I love the smithi pic.  He/She looks so innocent.  That's about the same size I got mine.


----------



## Hedorah99 (Oct 24, 2005)

*Here's two more*

Here's a few more pics as I scan them in.
1. Randall Boggs my N. chromatus
2. Charlene my A. seemani just after a molt. Its kinda dark because I thought the flash might scare her.

Thanks for looking and thanks to everyone who left a nice comment!


----------



## ChrisNCT (Oct 24, 2005)

Nice JT! About time I get to see some of yours.


----------



## skeletor (Oct 25, 2005)

nice photos!  film still has it grandeur.  My first SLR was a Nikon F5.  film cameras teach you the value of thinking before pressing the shutter.....

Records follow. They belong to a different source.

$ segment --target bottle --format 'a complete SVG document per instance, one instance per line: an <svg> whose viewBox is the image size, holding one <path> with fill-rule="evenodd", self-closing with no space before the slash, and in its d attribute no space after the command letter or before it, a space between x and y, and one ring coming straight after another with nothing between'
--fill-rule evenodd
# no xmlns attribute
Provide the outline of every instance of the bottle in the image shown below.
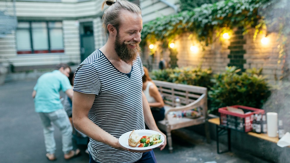
<svg viewBox="0 0 290 163"><path fill-rule="evenodd" d="M258 115L257 117L257 120L256 122L256 126L255 130L256 132L258 133L260 133L262 126L261 124L261 115Z"/></svg>
<svg viewBox="0 0 290 163"><path fill-rule="evenodd" d="M177 97L175 99L175 107L178 107L180 106L180 100L178 97ZM181 111L177 111L176 117L177 119L179 119L182 117L182 112Z"/></svg>
<svg viewBox="0 0 290 163"><path fill-rule="evenodd" d="M283 127L283 122L280 119L278 121L278 137L279 139L281 139L285 134L285 131Z"/></svg>
<svg viewBox="0 0 290 163"><path fill-rule="evenodd" d="M266 119L266 115L265 114L262 117L262 132L267 133L267 121Z"/></svg>
<svg viewBox="0 0 290 163"><path fill-rule="evenodd" d="M256 132L256 126L257 125L257 115L256 114L254 115L254 120L253 120L253 129L252 130L253 132Z"/></svg>

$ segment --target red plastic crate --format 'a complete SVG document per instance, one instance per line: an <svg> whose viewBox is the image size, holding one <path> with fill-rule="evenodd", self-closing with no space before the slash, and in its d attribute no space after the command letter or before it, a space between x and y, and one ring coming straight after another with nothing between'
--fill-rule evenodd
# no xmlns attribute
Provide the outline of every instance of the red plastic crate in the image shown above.
<svg viewBox="0 0 290 163"><path fill-rule="evenodd" d="M226 107L219 108L220 125L242 132L252 131L254 114L265 114L265 110L260 109L241 105L229 106L241 109L245 113L249 112L243 114L230 112L227 110Z"/></svg>

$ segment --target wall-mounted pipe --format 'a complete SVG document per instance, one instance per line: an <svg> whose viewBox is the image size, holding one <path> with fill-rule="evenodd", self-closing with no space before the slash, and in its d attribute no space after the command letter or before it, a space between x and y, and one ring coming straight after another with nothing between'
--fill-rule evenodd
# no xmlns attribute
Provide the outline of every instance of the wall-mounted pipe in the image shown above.
<svg viewBox="0 0 290 163"><path fill-rule="evenodd" d="M166 0L159 0L159 1L162 2L165 4L168 5L169 6L172 7L174 9L174 11L176 13L178 12L178 8L176 6L176 5L168 2Z"/></svg>

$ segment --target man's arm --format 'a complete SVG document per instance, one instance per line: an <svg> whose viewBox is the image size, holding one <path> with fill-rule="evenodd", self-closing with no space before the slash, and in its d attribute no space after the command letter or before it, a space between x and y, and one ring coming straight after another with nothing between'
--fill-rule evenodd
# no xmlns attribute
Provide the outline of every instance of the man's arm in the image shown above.
<svg viewBox="0 0 290 163"><path fill-rule="evenodd" d="M95 96L94 94L74 91L72 122L77 130L96 141L116 149L134 152L144 152L151 150L136 151L123 147L119 143L119 139L104 131L89 119L89 111L93 105Z"/></svg>
<svg viewBox="0 0 290 163"><path fill-rule="evenodd" d="M72 96L73 94L73 91L72 89L69 89L65 91L65 94L66 94L68 97L71 99L72 99Z"/></svg>
<svg viewBox="0 0 290 163"><path fill-rule="evenodd" d="M35 95L36 95L36 91L35 90L33 90L33 91L32 92L32 98L34 98L35 97Z"/></svg>
<svg viewBox="0 0 290 163"><path fill-rule="evenodd" d="M147 101L147 99L146 98L145 95L144 94L143 92L142 92L142 99L143 101L143 112L144 114L144 118L145 120L145 123L147 125L149 129L152 130L156 131L161 133L164 136L165 138L164 142L163 143L162 145L159 146L160 148L160 150L162 150L165 147L166 144L167 143L166 140L166 135L158 129L156 125L156 123L154 120L153 116L152 115L152 113L151 112L151 110L150 109L150 107L149 106L149 104Z"/></svg>

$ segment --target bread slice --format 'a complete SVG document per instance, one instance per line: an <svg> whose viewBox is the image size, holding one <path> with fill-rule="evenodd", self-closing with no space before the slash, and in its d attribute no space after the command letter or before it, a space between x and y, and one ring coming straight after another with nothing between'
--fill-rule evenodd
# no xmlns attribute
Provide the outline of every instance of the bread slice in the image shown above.
<svg viewBox="0 0 290 163"><path fill-rule="evenodd" d="M134 130L130 134L128 143L129 145L131 147L135 147L138 145L140 141L141 137L136 133L135 130Z"/></svg>

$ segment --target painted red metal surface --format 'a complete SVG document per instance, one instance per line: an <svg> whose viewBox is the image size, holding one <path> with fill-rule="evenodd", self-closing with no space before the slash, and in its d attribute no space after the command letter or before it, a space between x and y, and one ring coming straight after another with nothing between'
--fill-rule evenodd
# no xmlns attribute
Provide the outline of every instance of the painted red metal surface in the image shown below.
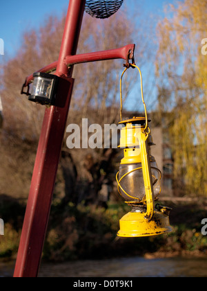
<svg viewBox="0 0 207 291"><path fill-rule="evenodd" d="M52 106L46 110L16 261L14 277L36 277L38 275L72 91L73 79L71 76L73 64L118 58L128 62L133 59L134 44L115 50L75 55L85 3L86 0L70 0L59 60L39 71L46 72L55 68L56 75L68 80L69 85L61 86L59 91L63 99L65 98L64 106ZM71 65L69 70L68 64ZM26 79L24 87L32 79L32 75Z"/></svg>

here is a photo i took around 5 in the morning on a beach awaiting the sunrise...


----------



## Hedorah99 (Oct 30, 2005)

*My Rosie Schmelt*

Here are three pics of my Rosies Scmelt. She's named after someone who strung me along for several months and then slept with my friend capping off a perfect summer. She hated spiders so it seemed fitting to name one after her. Their personalities are nothing alike though. Two of these pictures are of her sucking the life from hapless victim. Well, I guess my ex and my rosea do have some stuff in common.


----------



## Hedorah99 (Oct 30, 2005)

*More Photos*

Heres a bunch of new stuff I just scanned in.


1. This is a P. pulcher I bought from Scott at WhatsYourNightmare a few weeks ago.
2.Here's an experiment in macrophotography. Its my B. auratum. I need a ring flash.
3.Another Macro of James P. Sullivan my G. pulchra.
4. Macro of my M. robustum Samhain.
5. Another of Samhain.


----------



## Hedorah99 (Oct 30, 2005)

*Yet more photos.*

Heres yet a few more.


1. This is my A. avic in her home.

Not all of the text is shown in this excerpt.